Algunos personajes expertos en el insulto encontraron en este clima su primavera, con el apoyo del círculo presidencial. Las principales muestras de apoyo a estos profesionales de la inquina fueron el silencio de Bukele ante los excesos mayoritariamente misóginos y abiertamente matones de algunos de sus agentes. La prueba final de que estos críticos de pobre ralea y pretendida independencia eran peones de la estrategia de intimidación del régimen fue que varios de ellos aparecieron en las primarias legislativas y municipales de Nuevas Ideas.

Nuestra nación apenas va aprendiendo sobre la democracia; sabe de ella tanto como de la tolerancia, la utilidad del disenso y el aprecio de la dialéctica como herramienta para la resolución de conflictos. Aun siendo así, las transgresiones, comentarios de carácter sexual e insinuaciones indecentes no son motivo de adhesión, al menos públicamente; la militancia sorda a la que se invita a los ciudadanos no es suficiente para que la población se olvide de las buenas costumbres y la urbanidad. Al menos no todavía.

Aun entendiendo que acosadores y misóginos en sus filas sólo le representarían problemas, en su gula propagandística la facción que gobierna y sus parásitos políticos intentaron justificar el tono de esas expresiones durante los últimos meses, naturalizando el tono chabacano y denigrando sistemáticamente a algunas representantes de la oposición. A tal efecto recurrieron a youtubers hinchados de pauta y tráfico, a activistas disfrazados de comunicadores o a propagandistas disfrazados de periodistas; el mismo presidente de la República se prestó a algunas de esas chanzas, rebajando aún más su alta investidura.
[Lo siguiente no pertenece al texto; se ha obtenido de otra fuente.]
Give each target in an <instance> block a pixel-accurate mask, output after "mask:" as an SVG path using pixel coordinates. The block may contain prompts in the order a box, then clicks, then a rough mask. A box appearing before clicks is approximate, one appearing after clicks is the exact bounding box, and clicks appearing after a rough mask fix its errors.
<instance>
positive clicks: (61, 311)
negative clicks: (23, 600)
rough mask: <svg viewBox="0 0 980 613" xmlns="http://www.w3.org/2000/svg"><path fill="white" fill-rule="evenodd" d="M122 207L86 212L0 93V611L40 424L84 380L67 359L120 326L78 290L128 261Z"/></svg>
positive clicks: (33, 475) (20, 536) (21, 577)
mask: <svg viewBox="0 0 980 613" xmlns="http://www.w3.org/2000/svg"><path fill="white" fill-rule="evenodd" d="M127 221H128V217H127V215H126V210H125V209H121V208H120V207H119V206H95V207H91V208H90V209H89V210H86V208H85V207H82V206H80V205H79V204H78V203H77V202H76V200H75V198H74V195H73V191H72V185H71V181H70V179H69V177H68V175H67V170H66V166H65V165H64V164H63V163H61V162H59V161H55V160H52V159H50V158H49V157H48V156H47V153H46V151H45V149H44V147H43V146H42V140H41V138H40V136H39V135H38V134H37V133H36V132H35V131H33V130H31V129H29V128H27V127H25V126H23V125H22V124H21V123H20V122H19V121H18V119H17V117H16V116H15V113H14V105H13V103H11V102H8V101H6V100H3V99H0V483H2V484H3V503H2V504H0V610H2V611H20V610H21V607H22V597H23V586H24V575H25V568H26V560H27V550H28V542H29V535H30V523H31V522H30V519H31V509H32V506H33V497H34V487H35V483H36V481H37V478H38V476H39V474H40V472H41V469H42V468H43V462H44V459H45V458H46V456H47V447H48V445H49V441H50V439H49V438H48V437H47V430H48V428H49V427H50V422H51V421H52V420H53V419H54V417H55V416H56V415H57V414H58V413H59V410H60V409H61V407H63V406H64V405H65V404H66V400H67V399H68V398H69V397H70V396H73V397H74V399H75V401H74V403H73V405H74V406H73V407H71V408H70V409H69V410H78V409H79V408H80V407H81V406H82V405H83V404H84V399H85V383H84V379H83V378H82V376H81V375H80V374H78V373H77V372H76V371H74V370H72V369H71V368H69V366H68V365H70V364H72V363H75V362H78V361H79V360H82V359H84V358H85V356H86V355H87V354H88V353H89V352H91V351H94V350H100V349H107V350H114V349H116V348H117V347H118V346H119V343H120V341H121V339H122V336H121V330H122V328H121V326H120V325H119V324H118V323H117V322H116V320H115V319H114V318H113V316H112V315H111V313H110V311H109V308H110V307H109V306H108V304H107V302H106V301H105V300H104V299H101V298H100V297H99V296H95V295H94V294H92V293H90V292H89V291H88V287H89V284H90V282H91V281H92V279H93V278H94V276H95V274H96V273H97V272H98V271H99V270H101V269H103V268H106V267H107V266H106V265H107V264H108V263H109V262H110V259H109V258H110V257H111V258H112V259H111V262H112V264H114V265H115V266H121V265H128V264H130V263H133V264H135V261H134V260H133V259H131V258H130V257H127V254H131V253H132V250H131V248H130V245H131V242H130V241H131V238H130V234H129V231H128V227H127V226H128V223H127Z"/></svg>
Pero no hubo modo de mimetizar ni de camuflar a esos personajes, tampoco de hacer pasar como dinámica política estándar lo que a todas luces es odio contra las mujeres, complejo de inferioridad y signo de un carácter pernicioso. Nada de eso les funcionó para disimular este rasgo de su comunicación porque o bien no les importa o esencialmente creen que lo único peor que un opositor es que ese ciudadano sea una ciudadana.

La estigmatización de la participación femenina en la política tiene larga data en El Salvador. Las salvadoreñas pelearon por el derecho a la participación ciudadana tan temprano como en los años veinte, y en 1930 Prudencia Ayala luchó sin éxito por participar como candidata en las elecciones presidenciales. Desde la cultura dominante se emprendió contra ella con el objetivo de asesinar su carácter, pero a la postre sus esfuerzos devinieron en el sufragio femenino.

Qué tanto se ha avanzado en ese orden, qué tanto se ha honrado el mandato constitucional de reconocer la igualdad entre hombres y mujeres, qué tan segura es la atmósfera profesional para las salvadoreñas y qué garantías legales tienen esas ciudadanas al incursionar en la vida pública y en la contienda política son preguntas que deberían impulsarse como directriz de Estado. En su lugar, el gobierno de turno optó por un silencio irresponsable, innoble y cómplice en esta materia, el mismo que ayer le pasó la primera factura.